Wednesday, May 26, 2010

Senior citizen drivers

Imagine this scenario:
You’re driving down Main Street. You’re totally aware of your surroundings and you’d like to think your doing a good job driving.
Suddenly, that grey Lincoln with the veteran license plates starts veering out of its lane into yours. Thinking fast you slam on the brakes to let it cut in front of you without so much as a signal light.
Shocked you look up to see an old, fossil of a man, with glasses thicker then your windshield, barely able to reach the steering wheel, gliding on past at 10 miles an hour

Obviously this is no problem. It’s perfectly acceptable to force able bodied teenagers to wait until their 17 to drive by themselves, even then with more restrictions. Senior citizens who are over the age of 80 and can’t see, hear, or barely move, should definitely be able to have more driving priviledges then teenagers.
A kid used to be able to go down and get their full license the day they turned 16, and start driving right away. Now, you have to take a written test, and be with a parent for a year, then you can take your road test and only have one friend in your car for another 2 years.
This is completely fine. Who needs to take all their friends for lunch? It much easier to exclude people and only have one friend.
And it definitely a lot safer to have kids ducked in the seats without seatbelts hiding from the police.

Thursday, May 20, 2010

The Secret life of the American teenager.

For centuries, parents have been obsessing over what their teenager daughters are doing when unsupervised. In Dr. Leonard Sax’s article “Inside the Dangerously Empty Lives of Teenage Girls” Sax covers what he believes as the way teenage girls act today. In this article most of Dr. Sax’s opinions were biased. This article response covers the anxiety in teenage girls today, rising sexual activity, and regulating your child’s time on a computer and how most of these issues he discusses are not true, or blown out of proportion. Some of these topics have been proven true but most are American statistics or examples.

The first issue in Dr. Sax’s article is the anxiety levels of teenage girls. This is true to some degree, as girls generally have more things to worry about then young boys. Dr.
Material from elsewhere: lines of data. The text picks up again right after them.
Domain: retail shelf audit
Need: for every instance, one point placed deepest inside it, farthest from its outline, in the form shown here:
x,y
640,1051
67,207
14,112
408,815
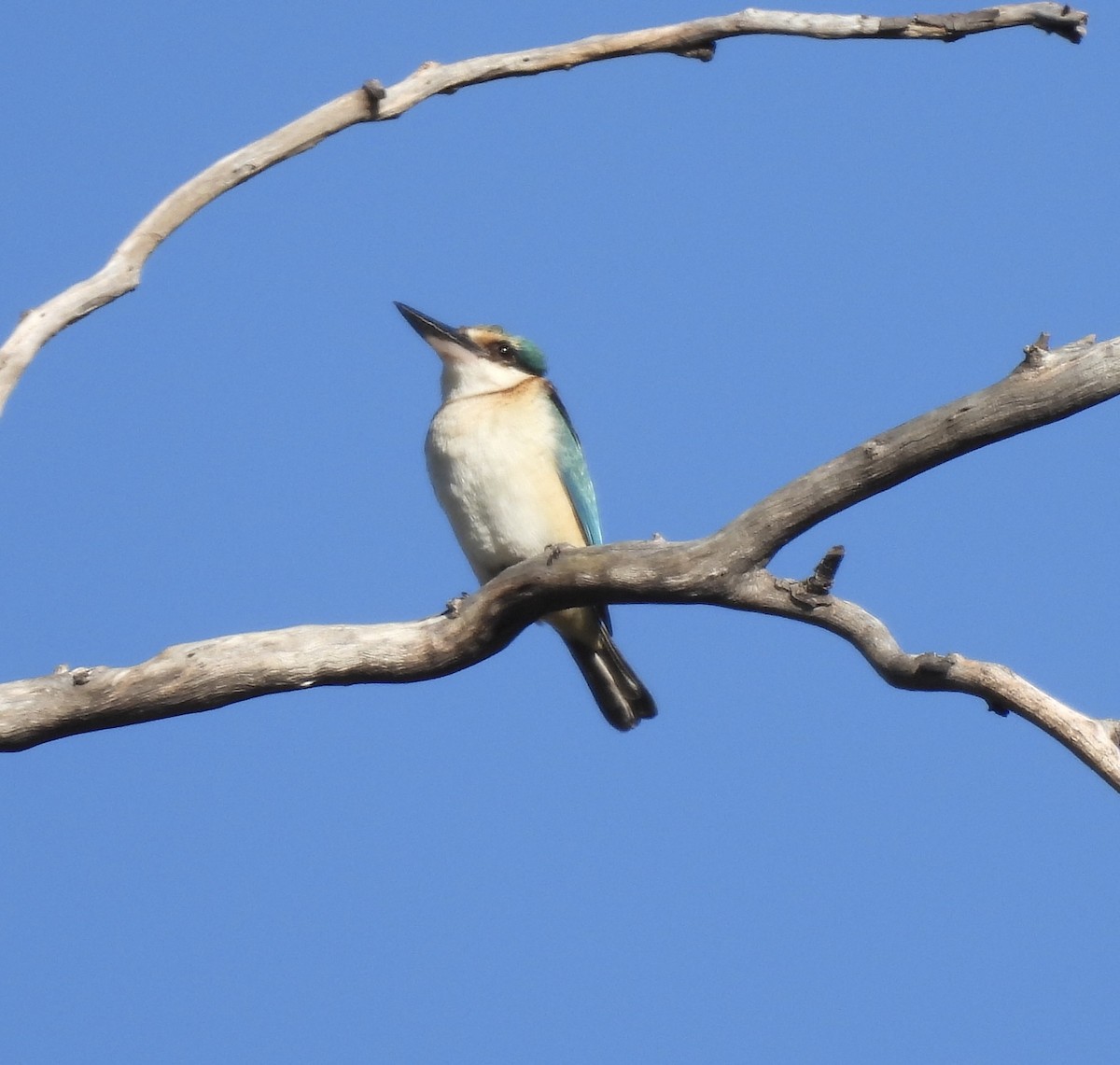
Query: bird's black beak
x,y
431,329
Sax states that when you “sit down and talk to a girl, she will tell you that she’s waking up at 2 am upset about the pizza that she ate for dinner”. Girls also have a lot more pressure put on them in school and teams, since they tend to be more hard working and focused then a teenage boy. One of the things that wasn’t correct in this article was that Sax claims that 36% of girls “self mutilate” (cutting, burning, etc) but the statistics also said that this survey came from Yale university. Sax tries to manipulate the American statistics into a Canadian article.
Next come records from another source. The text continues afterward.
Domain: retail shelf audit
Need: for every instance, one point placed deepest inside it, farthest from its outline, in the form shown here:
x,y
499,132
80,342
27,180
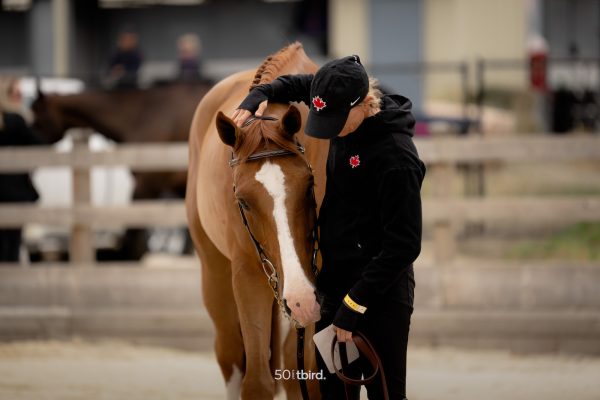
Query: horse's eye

The second issue that was mostly false was the rising sexual activity in teenage girls. Dr. Sax claims that girls who are 12-13 provide sexual favors to 17-18 yr old boys. This may be true to some extent but the part about girls “cornering boys” and begging to perform oral sex on them is highly untrue. Also Sax states that he got that information from a letter from a student in California. Again, Sax tries to include this information in a Canadian article. In this article he also discusses how teenage girls “regard sex as a commodity that girls provide to boys”. In many ways this can be true and this warped thinking leads to girls having troubles with anxiety.

The last issue with this article was how Sax states that if you want to keep your teenage girl safe, limit their time on computers or cell phones by “no more then 30 minutes on school nights.” And “monitoring software to know what your daughters doing online.” These ideas are a complete invasion of privacy and it doesn’t matter what a parent does or says, if a child wants to do something, they will, they just get better at lying. This statement is also very sexist because Sax doesn’t mention anything about not letting teenage boys be on the computer, and generally boys spend a lot more time playing video games or even looking at pornography.


Dr. Sax’s article may cover some true points in the Canadian society, but the majority of it is highly false. It seems a little unfair to have American statistics and manipulate them into a Canadian article in which Canadian families and parents read and now will stress about what their children might be doing.